Unsurprisingly, THE DEVILS caused religious uproar. The Festival of Light picketed cinemas, in Rome polizia confiscated prints, and the Catholic Film Office branded the film "C for Condemned," "for turning serious historical fact into a drug-induced cinematic experience" and its "objectionable use of religious symbols reduced to flippant pop iconography." THE DEVILS also produced a scolding critical barrage: Newsweek's Paul D. Zimmerman concluded that the work demonstrated how Russell "has gone beyond extravagance to insanity"; The Iconoclast said it had "all the taste and restraint of a three-day gang bang"; and The Evening Standard's Alexander Walker provided a more personal attack by claiming its vistas "look like the masturbatory fantasies of a Catholic boyhood." Russell later hit Walker over the head with a rolled-up copy of the offending review on a late-night BBC news programme, before storming out of the studio.

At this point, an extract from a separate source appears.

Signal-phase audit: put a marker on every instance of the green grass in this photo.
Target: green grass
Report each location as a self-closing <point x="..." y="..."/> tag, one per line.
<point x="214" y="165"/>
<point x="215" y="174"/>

Genius, madman, or both? Exploring Catholicism, sexual excess and kitsch, Ken Russell described himself as the saviour of the British film industry.

Over the centuries, scholars have been divided in their attempts to explain exactly why a convent came to believe that they had been overwhelmed by sorcery. One theory has the nuns driven to their fervour by accidentally ingesting ergot - a fungus which contains an LSD-like chemical on rye bread which has been allowed to dampen and warm. Ergot has also been liberally mentioned as a driving force for the Salem witch trials, and inspiration behind the paintings of Hieronymus Bosch. But the most widely accepted notion is that the nuns were manipulated by politicians and priests within a hysteria which endures under long-term stress in captive environments. Over forty years later, THE DEVILS, in itself, exists with an aura of social epidemic; it is the film maker's one and only political statement, and a timeless one. "This is not the age of manners" Russell told Time Magazine in 1971, "this is the age of kicking people in the crotch and telling them something and getting a reaction. I want to shock people into awareness. I don't believe there's any virtue in understatement."